Transformations In Linear Regression

There are many reasons to transform data as part of a regression analysis.

to achieve linearity.
to achieve homogeneity of variance, that is, constant variance about the regression equation.
to achieve normality or, at least, symmetry about the regression equation.

A transformation that achieves one of these goals often ends up achieving all three. This sometimes happens because when data have a multivariate normal distribution, the linearity of the regression and homogeneity follow automatically. So anything that makes a set of data look multivariate normal in one respect often makes it look multivariate normal in other respects. However, it is not necessary that data follow a multivariate normal distribution for multiple linear regression to be valid. For standard tests and confidence intervals to be reliable, the responses should be close to normally distributed with constant variance about their predicted values. The values of the predictors need not be a random sample from any distribution. They may have any arbitrary joint distribution without affecting the validity of fitting regression models.

Here are some data where the values of both variables were obtained by sampling. They are the homocysteine and folate (as measured by CLC) levels for a sample of individuals. Both variables are skewed to the right and the joint distribution does not have an elliptical shape. If a straight line was fitted to the data with HCY as a response, the variability about the line would be much greater for smaller values of folate and there is a suggestion that the drop in HCY with increasing vitamin status is greater at lower folate levels.

When logarithmic transformations are applied to both variables, the distributions of the individual variables are less skewed and their joint distributions is roughly ellipsoidal. A straight line seem a like reasonable candidate for describing the association between the variables and the variances appear to be roughly constant about the line.
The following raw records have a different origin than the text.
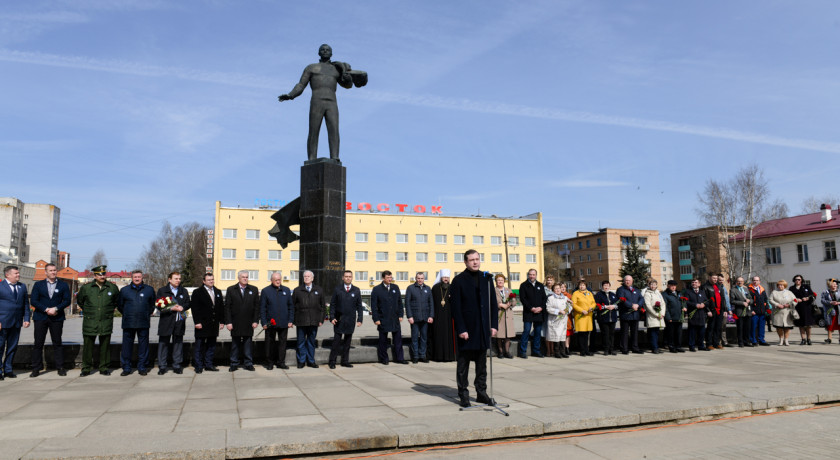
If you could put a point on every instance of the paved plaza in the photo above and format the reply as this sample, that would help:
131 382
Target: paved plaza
372 406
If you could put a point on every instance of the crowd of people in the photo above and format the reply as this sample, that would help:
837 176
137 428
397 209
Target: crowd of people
552 318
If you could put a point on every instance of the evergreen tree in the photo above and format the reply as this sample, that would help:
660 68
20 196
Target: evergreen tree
634 264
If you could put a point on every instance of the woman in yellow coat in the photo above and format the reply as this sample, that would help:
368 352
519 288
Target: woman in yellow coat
583 303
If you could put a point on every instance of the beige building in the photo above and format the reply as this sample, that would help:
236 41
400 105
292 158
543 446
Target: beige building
404 243
598 256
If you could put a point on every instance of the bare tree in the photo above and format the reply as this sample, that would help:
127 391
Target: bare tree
97 259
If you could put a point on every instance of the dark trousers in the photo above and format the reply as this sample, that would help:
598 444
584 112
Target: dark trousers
463 369
607 335
275 345
128 349
55 328
629 335
241 347
673 333
104 352
396 347
205 351
341 347
9 337
696 336
176 344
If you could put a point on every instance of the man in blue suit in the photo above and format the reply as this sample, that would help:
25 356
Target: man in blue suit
50 297
14 311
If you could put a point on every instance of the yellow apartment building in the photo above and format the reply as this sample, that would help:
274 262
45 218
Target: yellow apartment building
403 242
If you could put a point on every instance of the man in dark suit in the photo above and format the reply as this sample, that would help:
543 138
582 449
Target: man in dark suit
14 312
208 308
277 314
50 297
172 325
387 311
346 315
242 311
476 316
630 310
533 297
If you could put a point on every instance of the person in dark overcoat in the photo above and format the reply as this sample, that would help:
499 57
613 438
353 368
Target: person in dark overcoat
533 298
674 315
607 316
172 325
387 311
629 310
310 310
277 315
346 313
476 316
137 303
696 314
49 298
242 311
208 308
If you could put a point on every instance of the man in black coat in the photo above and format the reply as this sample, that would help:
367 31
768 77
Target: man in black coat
476 316
387 311
208 308
172 325
242 311
277 314
49 297
533 297
310 310
345 315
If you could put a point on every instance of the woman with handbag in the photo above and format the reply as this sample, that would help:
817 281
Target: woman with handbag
805 297
782 301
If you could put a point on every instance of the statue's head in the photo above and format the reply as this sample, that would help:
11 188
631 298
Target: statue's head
325 51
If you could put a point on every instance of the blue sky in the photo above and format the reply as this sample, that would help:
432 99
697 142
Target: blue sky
596 113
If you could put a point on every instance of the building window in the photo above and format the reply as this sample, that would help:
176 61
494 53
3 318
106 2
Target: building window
802 252
774 255
830 250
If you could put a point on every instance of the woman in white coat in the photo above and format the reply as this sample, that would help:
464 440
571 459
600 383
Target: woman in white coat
558 307
655 314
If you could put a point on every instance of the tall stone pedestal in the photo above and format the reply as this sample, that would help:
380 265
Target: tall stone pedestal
322 221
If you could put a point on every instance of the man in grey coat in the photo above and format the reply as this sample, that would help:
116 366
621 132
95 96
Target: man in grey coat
420 312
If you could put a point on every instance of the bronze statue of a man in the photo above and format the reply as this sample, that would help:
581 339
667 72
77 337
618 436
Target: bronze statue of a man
322 77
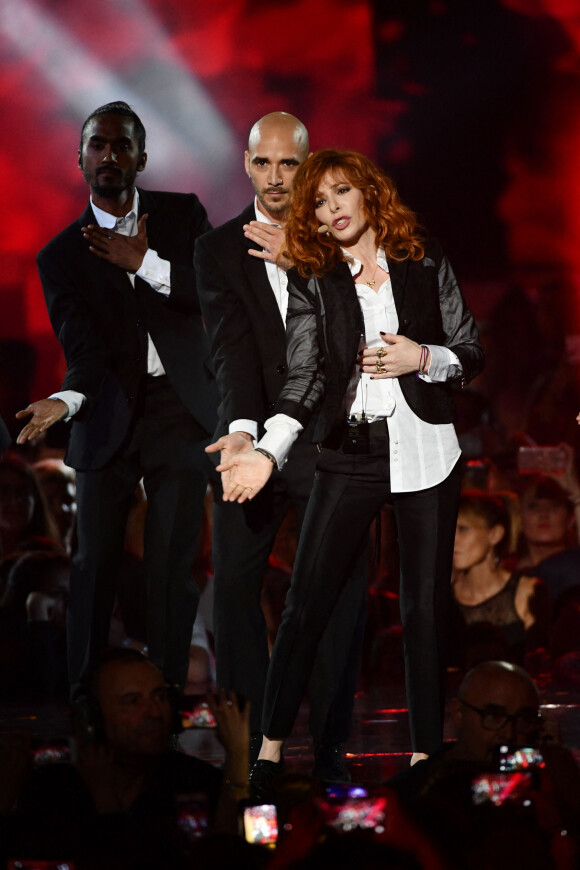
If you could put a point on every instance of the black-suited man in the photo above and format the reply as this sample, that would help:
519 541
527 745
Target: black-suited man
243 297
120 289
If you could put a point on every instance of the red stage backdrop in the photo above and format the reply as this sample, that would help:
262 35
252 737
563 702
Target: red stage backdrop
473 107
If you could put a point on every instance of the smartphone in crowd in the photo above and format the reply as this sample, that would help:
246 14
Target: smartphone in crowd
513 758
27 864
260 823
542 460
55 750
346 814
343 790
502 788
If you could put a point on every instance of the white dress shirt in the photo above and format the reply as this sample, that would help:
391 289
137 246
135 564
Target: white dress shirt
279 284
421 454
153 269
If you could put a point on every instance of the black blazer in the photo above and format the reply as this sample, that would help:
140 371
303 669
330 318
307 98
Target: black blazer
325 322
243 321
102 325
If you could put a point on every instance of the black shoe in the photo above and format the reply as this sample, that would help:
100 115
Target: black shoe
262 775
255 746
329 763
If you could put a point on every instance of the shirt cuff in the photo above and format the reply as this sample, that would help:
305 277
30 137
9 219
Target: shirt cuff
249 426
281 433
73 400
156 272
444 365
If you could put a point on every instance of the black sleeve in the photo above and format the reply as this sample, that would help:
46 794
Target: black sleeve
233 347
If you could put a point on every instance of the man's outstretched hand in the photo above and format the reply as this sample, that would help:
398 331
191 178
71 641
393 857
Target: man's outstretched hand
44 414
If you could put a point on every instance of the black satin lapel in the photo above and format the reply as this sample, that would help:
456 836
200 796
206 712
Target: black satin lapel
102 275
257 277
398 273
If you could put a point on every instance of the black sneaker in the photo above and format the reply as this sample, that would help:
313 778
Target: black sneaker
262 776
329 763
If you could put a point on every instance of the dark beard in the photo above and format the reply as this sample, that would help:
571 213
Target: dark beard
107 191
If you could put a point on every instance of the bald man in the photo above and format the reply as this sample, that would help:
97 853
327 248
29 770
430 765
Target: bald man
244 298
497 703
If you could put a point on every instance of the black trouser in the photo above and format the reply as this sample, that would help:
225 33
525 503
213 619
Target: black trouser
165 449
348 492
243 536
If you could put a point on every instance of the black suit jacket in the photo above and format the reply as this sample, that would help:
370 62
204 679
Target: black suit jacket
324 325
246 331
102 323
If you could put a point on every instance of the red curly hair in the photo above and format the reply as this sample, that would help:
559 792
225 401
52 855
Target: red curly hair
395 226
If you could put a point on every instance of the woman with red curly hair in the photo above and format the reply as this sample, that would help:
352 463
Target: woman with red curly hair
377 333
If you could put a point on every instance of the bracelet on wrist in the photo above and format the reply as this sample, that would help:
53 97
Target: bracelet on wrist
267 454
423 367
235 786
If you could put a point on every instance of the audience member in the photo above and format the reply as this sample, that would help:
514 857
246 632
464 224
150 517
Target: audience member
497 611
33 627
497 704
23 511
121 803
547 523
57 482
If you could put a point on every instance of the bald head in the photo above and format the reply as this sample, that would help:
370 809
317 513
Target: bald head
280 124
277 145
508 695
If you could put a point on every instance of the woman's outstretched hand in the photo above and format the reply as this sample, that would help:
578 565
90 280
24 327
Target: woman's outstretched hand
248 474
397 356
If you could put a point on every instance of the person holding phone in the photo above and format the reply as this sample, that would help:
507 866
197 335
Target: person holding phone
377 332
506 610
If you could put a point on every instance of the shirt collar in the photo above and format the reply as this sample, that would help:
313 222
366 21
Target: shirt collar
355 265
260 216
109 221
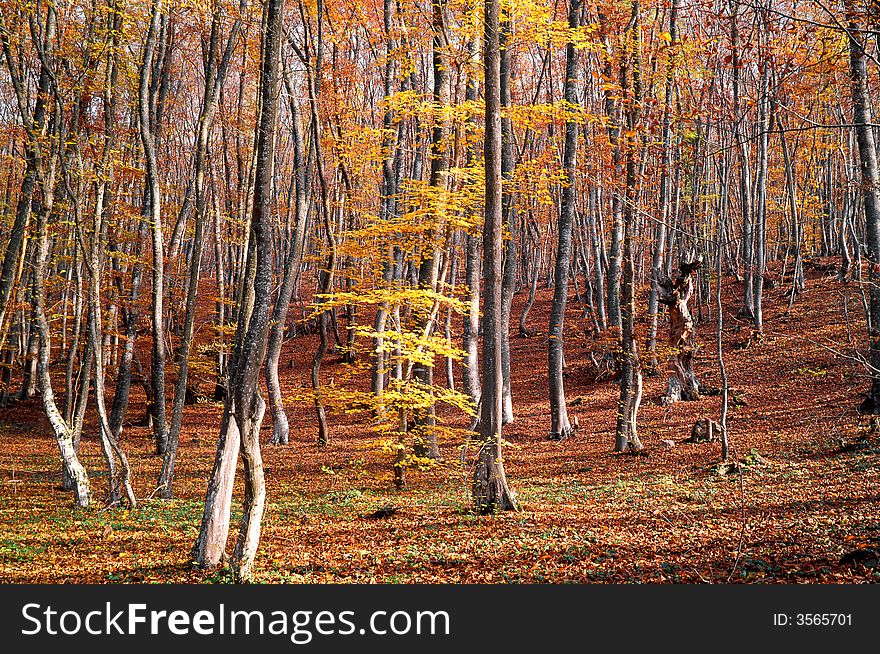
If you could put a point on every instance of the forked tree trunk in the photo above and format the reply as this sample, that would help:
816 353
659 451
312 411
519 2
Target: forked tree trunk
280 427
870 190
560 427
682 383
626 436
489 485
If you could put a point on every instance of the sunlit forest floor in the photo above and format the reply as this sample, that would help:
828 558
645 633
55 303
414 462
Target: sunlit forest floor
809 491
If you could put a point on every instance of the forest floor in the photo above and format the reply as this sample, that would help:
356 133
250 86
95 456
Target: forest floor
808 492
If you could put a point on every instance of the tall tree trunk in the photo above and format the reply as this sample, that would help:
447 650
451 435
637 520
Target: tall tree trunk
489 488
560 427
626 438
665 195
870 190
160 427
215 75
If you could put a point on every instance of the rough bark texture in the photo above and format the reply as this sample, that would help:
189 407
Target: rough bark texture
160 427
870 190
560 427
682 383
489 484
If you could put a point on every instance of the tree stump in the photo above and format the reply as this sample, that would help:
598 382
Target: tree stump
682 383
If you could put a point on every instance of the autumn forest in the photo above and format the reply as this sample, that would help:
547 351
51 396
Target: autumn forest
439 291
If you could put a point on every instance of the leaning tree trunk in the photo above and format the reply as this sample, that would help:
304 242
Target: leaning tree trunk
682 383
280 427
73 469
249 407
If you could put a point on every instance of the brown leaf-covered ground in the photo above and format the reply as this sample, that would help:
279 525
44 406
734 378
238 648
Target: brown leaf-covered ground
809 490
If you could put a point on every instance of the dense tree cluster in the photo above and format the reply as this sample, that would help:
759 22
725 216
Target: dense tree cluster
387 175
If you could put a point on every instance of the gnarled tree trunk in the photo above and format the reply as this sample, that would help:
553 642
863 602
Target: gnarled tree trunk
682 383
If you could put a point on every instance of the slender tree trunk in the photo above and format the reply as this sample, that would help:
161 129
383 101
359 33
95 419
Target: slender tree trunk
560 427
870 191
489 488
160 427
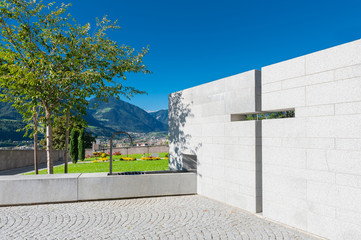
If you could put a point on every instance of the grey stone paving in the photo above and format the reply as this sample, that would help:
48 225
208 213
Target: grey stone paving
182 217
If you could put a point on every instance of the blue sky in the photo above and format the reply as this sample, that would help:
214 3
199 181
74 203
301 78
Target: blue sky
194 42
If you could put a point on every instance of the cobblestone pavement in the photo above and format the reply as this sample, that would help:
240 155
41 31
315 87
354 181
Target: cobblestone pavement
181 217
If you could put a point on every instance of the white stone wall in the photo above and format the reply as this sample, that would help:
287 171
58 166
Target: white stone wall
312 163
200 124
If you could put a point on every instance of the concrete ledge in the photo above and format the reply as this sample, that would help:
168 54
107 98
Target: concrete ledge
38 189
92 186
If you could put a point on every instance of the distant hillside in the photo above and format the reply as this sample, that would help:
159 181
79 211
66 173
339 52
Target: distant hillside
161 116
122 116
104 120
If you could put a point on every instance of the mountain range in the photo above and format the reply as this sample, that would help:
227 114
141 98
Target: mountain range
104 118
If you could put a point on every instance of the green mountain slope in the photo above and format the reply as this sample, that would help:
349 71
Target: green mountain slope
122 116
104 120
161 115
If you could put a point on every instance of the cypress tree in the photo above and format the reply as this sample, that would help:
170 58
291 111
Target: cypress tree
81 145
73 148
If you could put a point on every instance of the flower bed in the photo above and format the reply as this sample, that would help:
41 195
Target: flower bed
150 158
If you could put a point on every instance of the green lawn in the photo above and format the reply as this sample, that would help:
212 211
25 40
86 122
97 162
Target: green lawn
117 157
118 166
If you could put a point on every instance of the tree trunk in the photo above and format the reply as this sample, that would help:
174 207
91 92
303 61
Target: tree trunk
35 142
66 142
49 144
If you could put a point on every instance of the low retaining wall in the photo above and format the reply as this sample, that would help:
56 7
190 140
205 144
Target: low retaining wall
135 150
10 159
92 186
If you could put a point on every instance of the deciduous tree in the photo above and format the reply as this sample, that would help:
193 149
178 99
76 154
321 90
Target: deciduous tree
49 60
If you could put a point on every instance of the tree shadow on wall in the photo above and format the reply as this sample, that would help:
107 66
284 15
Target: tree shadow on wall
179 140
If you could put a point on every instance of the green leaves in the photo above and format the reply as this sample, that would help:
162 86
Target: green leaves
49 60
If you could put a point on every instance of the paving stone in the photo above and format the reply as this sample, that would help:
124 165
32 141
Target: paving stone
181 217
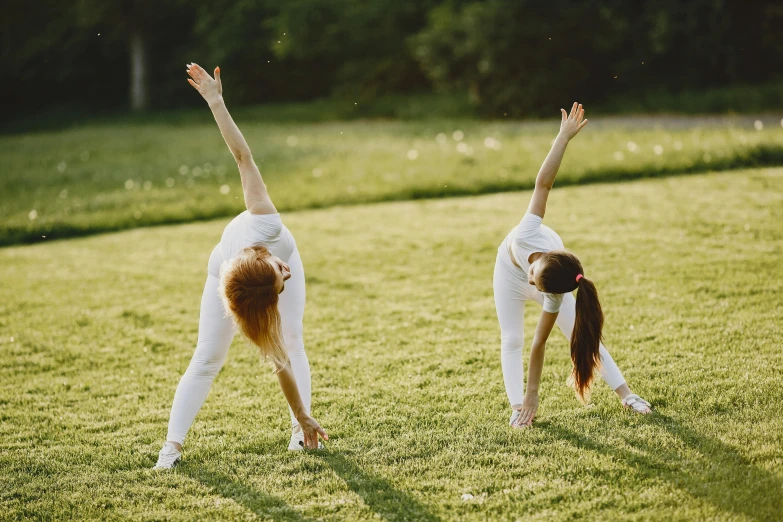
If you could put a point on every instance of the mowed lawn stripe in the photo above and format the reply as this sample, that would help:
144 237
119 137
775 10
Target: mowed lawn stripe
103 178
403 341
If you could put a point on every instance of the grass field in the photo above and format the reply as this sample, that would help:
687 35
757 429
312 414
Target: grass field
403 341
116 176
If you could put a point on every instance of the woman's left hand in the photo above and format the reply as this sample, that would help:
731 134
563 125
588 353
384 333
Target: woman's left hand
528 410
211 89
572 123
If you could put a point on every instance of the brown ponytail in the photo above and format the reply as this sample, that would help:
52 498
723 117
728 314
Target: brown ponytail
558 275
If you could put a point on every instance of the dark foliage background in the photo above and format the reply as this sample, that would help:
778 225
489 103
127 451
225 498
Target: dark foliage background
511 56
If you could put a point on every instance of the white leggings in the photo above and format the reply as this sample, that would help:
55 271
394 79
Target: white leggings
511 291
215 333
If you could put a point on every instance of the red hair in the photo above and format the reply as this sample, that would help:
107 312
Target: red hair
249 287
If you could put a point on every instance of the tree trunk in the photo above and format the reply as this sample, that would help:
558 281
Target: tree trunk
139 93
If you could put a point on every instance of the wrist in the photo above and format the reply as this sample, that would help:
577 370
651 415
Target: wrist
215 102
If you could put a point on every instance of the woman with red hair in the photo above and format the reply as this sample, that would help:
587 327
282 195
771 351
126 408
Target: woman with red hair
256 284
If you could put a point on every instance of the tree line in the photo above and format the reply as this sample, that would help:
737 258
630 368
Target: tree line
512 57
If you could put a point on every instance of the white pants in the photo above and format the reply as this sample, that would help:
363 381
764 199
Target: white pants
215 333
511 291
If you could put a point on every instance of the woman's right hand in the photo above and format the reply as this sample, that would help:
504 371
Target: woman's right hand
311 430
528 410
572 123
210 89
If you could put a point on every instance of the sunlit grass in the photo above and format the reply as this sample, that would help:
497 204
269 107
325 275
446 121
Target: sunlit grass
111 177
402 337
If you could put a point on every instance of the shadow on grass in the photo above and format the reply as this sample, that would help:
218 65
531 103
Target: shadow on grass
378 493
266 506
719 475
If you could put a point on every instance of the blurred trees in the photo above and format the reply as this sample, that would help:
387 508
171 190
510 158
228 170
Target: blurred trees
514 57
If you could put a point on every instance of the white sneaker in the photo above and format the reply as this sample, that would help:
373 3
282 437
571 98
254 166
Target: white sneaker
297 440
168 457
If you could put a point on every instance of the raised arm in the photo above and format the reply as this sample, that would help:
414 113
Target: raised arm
570 125
257 199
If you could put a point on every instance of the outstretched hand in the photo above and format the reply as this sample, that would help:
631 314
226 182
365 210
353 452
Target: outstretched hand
528 411
572 123
211 89
312 430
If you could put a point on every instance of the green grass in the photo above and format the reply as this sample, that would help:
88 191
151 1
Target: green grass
403 341
116 176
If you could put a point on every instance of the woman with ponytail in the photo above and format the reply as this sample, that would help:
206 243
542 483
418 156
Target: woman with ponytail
533 265
255 283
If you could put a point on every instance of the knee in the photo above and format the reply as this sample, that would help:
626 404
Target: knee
511 341
206 363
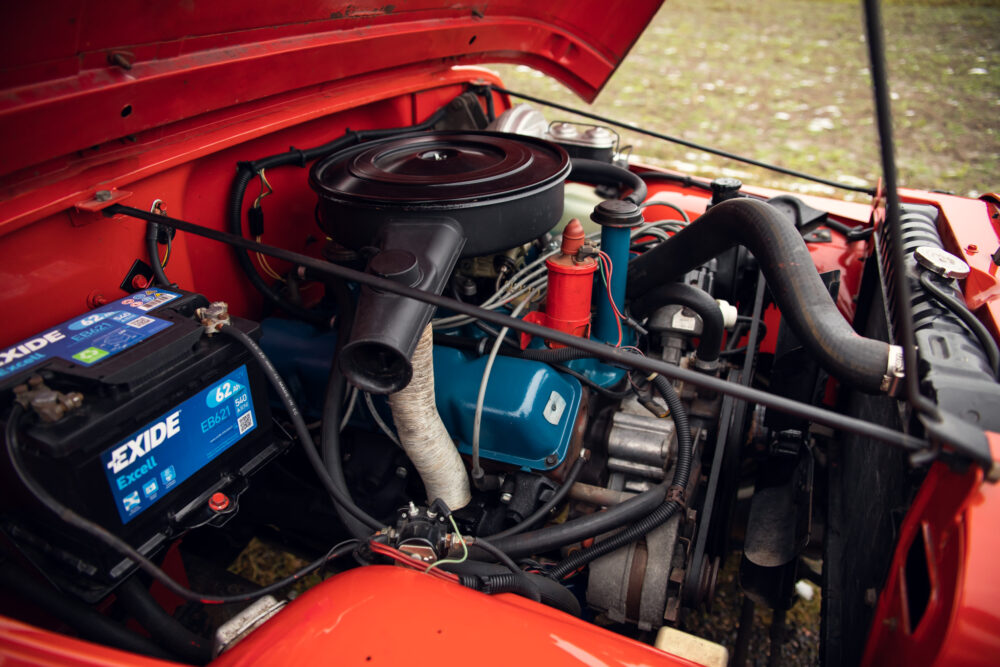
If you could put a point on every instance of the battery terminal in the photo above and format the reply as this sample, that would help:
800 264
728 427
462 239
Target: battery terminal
49 404
214 317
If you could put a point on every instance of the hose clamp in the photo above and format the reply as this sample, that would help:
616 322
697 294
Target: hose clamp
894 372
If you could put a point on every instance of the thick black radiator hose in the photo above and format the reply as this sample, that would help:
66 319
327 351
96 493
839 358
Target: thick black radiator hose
791 276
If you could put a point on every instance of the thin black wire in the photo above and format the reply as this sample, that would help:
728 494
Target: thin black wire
685 142
124 548
892 223
601 350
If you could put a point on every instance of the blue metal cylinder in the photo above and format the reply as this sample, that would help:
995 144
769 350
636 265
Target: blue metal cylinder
615 243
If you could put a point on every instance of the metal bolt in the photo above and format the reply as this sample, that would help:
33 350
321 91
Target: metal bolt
219 502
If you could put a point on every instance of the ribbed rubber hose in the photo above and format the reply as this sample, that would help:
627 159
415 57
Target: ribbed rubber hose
422 434
281 389
556 356
791 276
659 516
163 628
697 300
595 172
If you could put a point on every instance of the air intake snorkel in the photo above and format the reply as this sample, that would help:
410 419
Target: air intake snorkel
418 203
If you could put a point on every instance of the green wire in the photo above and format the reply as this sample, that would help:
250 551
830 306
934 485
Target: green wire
452 561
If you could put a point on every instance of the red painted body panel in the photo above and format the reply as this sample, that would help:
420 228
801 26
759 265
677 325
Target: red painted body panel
22 644
395 616
56 58
958 517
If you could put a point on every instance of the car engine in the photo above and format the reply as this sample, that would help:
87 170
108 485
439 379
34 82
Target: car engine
572 410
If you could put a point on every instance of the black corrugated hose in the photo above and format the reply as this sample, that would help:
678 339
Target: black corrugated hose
164 628
798 290
475 574
661 514
153 249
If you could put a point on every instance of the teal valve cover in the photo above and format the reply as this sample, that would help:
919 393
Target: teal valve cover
528 414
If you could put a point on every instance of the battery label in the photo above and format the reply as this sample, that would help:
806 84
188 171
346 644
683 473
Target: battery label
97 335
156 459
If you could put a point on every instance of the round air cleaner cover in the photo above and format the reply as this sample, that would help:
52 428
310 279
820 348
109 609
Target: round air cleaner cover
503 189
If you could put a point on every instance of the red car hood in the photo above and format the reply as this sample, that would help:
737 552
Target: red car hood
76 73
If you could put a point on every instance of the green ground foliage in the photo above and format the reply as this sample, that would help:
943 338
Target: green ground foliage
788 83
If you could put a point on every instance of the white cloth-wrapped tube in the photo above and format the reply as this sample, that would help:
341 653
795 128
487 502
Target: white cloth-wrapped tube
422 434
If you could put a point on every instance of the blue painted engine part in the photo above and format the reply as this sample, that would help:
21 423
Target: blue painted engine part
528 414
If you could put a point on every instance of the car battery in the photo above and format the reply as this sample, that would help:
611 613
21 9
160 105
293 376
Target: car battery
169 426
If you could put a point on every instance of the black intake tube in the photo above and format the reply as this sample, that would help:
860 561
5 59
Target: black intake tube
418 253
697 300
595 172
791 276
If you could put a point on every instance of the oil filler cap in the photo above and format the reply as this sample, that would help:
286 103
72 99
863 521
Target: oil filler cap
617 213
941 262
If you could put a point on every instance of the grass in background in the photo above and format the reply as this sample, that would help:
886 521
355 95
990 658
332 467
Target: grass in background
788 83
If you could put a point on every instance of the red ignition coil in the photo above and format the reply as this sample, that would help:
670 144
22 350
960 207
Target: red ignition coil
570 284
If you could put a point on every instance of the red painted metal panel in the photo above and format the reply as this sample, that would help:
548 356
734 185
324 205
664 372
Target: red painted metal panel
22 644
954 518
183 63
394 616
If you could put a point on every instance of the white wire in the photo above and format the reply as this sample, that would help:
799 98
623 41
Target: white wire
378 419
478 420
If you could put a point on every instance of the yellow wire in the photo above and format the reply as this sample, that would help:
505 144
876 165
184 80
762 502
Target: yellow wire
267 267
453 561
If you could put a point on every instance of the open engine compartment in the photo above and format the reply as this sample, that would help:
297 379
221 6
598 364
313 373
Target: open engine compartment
616 490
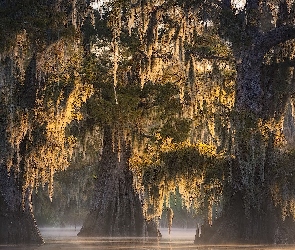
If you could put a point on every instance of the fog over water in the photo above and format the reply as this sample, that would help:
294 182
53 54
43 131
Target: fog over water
66 238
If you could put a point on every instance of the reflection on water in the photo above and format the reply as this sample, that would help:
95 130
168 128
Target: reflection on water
65 238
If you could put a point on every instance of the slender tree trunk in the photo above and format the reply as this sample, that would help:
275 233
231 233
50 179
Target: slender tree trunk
117 208
250 214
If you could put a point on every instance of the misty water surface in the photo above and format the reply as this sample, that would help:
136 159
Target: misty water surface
66 238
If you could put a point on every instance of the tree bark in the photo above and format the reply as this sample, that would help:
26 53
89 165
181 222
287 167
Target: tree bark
18 225
250 214
117 208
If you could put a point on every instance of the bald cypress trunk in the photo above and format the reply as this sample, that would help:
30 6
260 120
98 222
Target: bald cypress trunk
117 208
250 214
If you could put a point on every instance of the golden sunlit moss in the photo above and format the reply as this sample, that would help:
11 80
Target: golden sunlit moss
162 169
42 131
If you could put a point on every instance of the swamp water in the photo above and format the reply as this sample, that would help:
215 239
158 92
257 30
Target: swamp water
179 239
Often both variables will not need to be transformed and, even when two transformations are necessary, they may not be the same, When only one variable needs to be transformed in a simple linear regression, should it be the response or the predictor? Consider a data set showing a quadratic (parabolic) effect between Y and X. There are two ways to remove the nonlinearity by transforming the data. One is to square the predictor; the other is to take the square root of the response. The rule that is used to determine the approach is, "First, transform the Y variable to achieve homoscedasticity (constant variance). Then, transform the X variable to achieve linearity."

Transforming the X variable does little to change distribution of the data about the (possibly nonlinear) regression line. Transforming X is equivalent to cutting the joint distribution into vertical slices and changing the spacing of the slices. This doesn't do anything to the vertical locations of data within the slices. Transforming the Y variable not only changes the shape of regression line, but it alters the relative vertical spacing of the observations. Therefore, it has been suggested that the Y variable be transformed first to achieve constant variance around a possibly non-linear regression curve and then the X variable be transformed to make things linear.